Thursday, February 15, 2018

Der Reisepass, die Glühbirne und der Abfluss des Waschbeckens


Vorgestern hatte ich Urlaub und plante, einen neuen Reisepass zu beantragen, denn für einen Urlaub in diesem Jahr waren zu wenig freie Seite im Pass und die Gültigkeit war auch zu kurz. Die Passbilder hatte ich schon zusammengesucht, aber dann fehlte der Reisepass. Ich hatte ihn verlegt – und mit ihm auch den internationalen Impfpass.

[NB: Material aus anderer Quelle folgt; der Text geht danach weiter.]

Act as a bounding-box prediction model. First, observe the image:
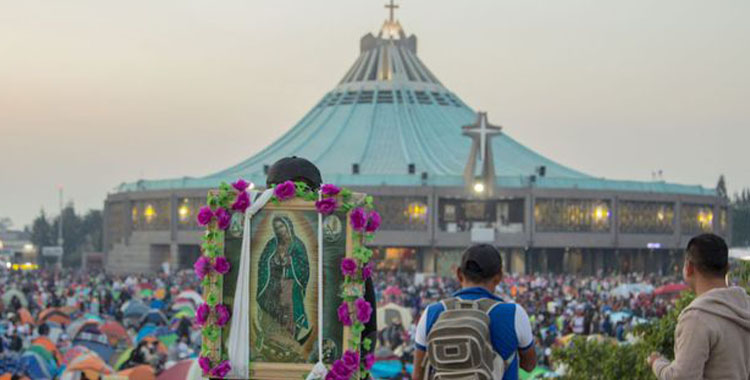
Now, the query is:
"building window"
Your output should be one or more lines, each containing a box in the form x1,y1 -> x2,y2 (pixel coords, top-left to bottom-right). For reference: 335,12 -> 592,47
534,198 -> 612,232
681,203 -> 714,235
131,199 -> 171,231
375,196 -> 430,231
618,201 -> 675,235
177,197 -> 206,231
439,198 -> 525,233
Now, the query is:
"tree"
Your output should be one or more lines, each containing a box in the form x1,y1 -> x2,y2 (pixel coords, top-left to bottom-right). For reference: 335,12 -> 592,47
731,189 -> 750,246
716,174 -> 729,200
31,210 -> 55,248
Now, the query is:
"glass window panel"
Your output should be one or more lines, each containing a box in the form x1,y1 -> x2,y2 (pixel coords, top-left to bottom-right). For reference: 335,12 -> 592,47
618,201 -> 675,234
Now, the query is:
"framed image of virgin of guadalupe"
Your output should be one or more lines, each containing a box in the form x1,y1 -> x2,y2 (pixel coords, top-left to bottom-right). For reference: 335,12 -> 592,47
221,195 -> 352,380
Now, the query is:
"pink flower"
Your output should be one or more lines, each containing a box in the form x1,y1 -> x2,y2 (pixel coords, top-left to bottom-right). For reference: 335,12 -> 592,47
362,263 -> 372,280
331,359 -> 354,380
214,303 -> 229,327
354,298 -> 372,323
365,211 -> 382,233
216,207 -> 232,230
193,256 -> 211,280
365,354 -> 375,371
196,206 -> 214,226
315,198 -> 338,215
349,207 -> 367,232
232,178 -> 250,193
273,181 -> 297,201
320,184 -> 341,197
232,191 -> 250,213
341,350 -> 359,371
198,356 -> 211,374
195,303 -> 211,326
210,360 -> 232,379
337,301 -> 352,326
214,256 -> 231,274
341,257 -> 357,276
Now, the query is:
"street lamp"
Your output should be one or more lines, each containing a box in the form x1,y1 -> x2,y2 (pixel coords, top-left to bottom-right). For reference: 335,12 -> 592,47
474,182 -> 484,194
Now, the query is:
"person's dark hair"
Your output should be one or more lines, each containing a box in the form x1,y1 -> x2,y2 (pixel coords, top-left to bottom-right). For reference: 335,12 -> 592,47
266,156 -> 323,191
460,244 -> 503,283
685,234 -> 729,277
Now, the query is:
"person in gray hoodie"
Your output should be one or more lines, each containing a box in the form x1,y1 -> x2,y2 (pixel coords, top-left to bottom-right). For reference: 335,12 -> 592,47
648,234 -> 750,380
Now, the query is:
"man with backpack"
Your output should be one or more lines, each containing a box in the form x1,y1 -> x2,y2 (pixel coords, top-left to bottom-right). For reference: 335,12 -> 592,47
412,244 -> 536,380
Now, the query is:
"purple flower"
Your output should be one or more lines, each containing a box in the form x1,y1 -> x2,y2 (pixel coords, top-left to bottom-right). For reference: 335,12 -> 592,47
331,359 -> 354,380
193,256 -> 211,280
354,298 -> 372,323
214,303 -> 229,327
320,184 -> 341,197
365,211 -> 382,233
341,257 -> 357,276
315,198 -> 338,215
214,256 -> 231,274
198,356 -> 211,374
196,206 -> 214,226
210,360 -> 232,379
195,303 -> 211,326
365,354 -> 375,371
362,263 -> 372,280
216,207 -> 232,230
349,207 -> 367,231
273,181 -> 297,201
232,191 -> 250,212
341,350 -> 359,371
232,178 -> 250,193
337,301 -> 352,326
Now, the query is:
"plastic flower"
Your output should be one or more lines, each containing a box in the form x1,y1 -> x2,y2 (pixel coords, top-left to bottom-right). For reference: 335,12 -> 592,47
341,350 -> 359,371
273,181 -> 297,201
354,298 -> 372,323
196,206 -> 214,226
198,356 -> 211,374
365,211 -> 382,233
362,263 -> 372,280
315,198 -> 338,215
215,207 -> 232,230
193,256 -> 211,280
210,360 -> 232,378
214,303 -> 229,327
232,178 -> 250,193
232,191 -> 250,212
320,184 -> 341,197
365,354 -> 375,371
214,256 -> 232,274
349,207 -> 367,231
195,303 -> 211,326
331,359 -> 354,380
341,257 -> 357,276
337,301 -> 353,326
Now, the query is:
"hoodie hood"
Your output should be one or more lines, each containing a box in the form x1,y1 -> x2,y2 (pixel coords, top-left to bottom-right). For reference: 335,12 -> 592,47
683,286 -> 750,331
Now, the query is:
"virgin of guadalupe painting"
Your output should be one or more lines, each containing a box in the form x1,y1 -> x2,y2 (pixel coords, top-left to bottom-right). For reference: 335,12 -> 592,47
256,214 -> 312,347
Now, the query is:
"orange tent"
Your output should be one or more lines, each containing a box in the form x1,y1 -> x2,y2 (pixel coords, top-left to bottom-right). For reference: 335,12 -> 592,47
99,321 -> 130,346
38,307 -> 70,326
18,308 -> 36,325
117,364 -> 156,380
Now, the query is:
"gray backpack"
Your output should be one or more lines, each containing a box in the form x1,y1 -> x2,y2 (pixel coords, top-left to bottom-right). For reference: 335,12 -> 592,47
425,298 -> 515,380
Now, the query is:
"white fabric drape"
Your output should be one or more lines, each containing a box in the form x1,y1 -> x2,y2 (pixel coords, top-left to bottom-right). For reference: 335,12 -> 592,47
227,189 -> 280,379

Wenn man etwas sucht, kann ein Appartement zu Größe des Weltalls bekommen, die das Raumschiff Enterprise auf ihrer Forschungsreise durchquerte. Ich fand den Reisepass nicht, aber ich sortierte bei der Suche 60-70 kg überflüssiges Papier aus. Danach wirkte das Appartement allerdings noch größer. Außerdem sortierte ich überflüssige Reiseutensilien aus, wie Einmalzahnbürsten, Schlafmasken usw.

Gestern in aller Frühe machte ich den Fehler, im Bad das Licht einzuschalten. Es gab einen Kurzschluss und mein Appartement war ohne Strom. Ich ging ins Treppenhaus, um die Sicherung wieder einzuschalten, aber man (wer?) hatte den Stromzähler und Sicherungskasten mit einer Schraube verschlossen. Ich suchte im Dunkeln eine Taschenlampe und dann einen Schraubenzieher. Dann wollte die Sicherung nicht und dann aber doch und ich konnte ich Schummerlicht der Diele meine Morgentoilette erledigen. Ich dachte gestern Morgen: sich nicht Schminken zu müssen hat eindeutige Vorteile. Allerdings auch Nachteile, wobei ich mich nicht an der Rasierklinge geschnitten hatte.

Gestern Abend nun hatte ich Schraubenzieher, Taschenlampe und Glühbirne zurechtgelegt, die Lampe dann geöffnet und wollte nach dem Wechsel der Glühbirne die Lampe wieder mit dem kleinen Schräubchen verschließen. Da passierte es! Die Schraube fiel ins Waschbecken und in den Ausguss.
Nun gut – ich schraubte den Verschluss des Beckens auf, was ich mir hätte sparen können, denn die Schraube war tiefer gefallen. Ich räumte das Schränkchen unter dem Waschbecken aus – was ich da alles fand … Ja, und dann öffnete ich das Abfluss-U. Ich fand das Schräubchen – Hurra! Ich verschloss das U-Rohr und dann wollte ich das Abflusssieb wieder anschrauben. Ich hatte einen Mehrfachschraubenzieher im Taschenmesserformat. Die lange Schraube passte nicht mehr ins Gewinde. Schweiß stand mir auf der Stirn.
Da sagte mir – Denken schadet auch bei manuellen Tätigkeiten nicht. Das Licht der Taschenlampe reichte nicht! Ich verschloss den Ausguss mit einem Stopfen, damit die Schraube nicht noch einmal da hineintrudeln konnte. Ich holte einen richtigen Schraubenzieher und machte mich wieder an die Lampe. Aber es funktionierte nicht! Die Schraube ließ sich nicht festdrehen!

Ich fasste den Entschluss, eine gnadenlose Analyse des Problems durchzuführen. Danach fasste ich einen weiteren Entschluss. Ich drehte die Schraube in die Gegenrichtung – und es klappte. Wahnsinn! Wenn man die Schraube in die richtige Richtung dreht, dann fasst sie auch und man kann sie festziehen. Das machte ich nach der Reparatur der Lampe (ich weiß – es muss Leuchte heißen, aber wir sind hier nicht im Fachhandel) auch mit dem Abflusssieb. Und auch das klappte!

Beflügelt von den Erfolgen im Badezimmer und lauthals lachend, dachte ich mir, jetzt kannst du auch den Reisepass finden. Ich wählte die Orte aus, wo er überhaupt nicht sein konnte und fand ihn dort innerhalb von zwei Minuten.

Fazit:
1. Das Universum dehnt sich aus – jedenfalls erscheinen Räume größer, wenn man etwas sucht.
2. Denken ist von unermesslichem Nutzen.
3. Wenn man bei der Suche nach einem Ding andere Dinge findet, die man nicht mehr benötigt, sofort wegwerfen.
4. Die richtige Drehrichtung bei Schrauben zu benutzen, ist sehr, sehr hilfreich.
5. Man findet Dinge immer dort, wo sie überhaupt nicht sein können.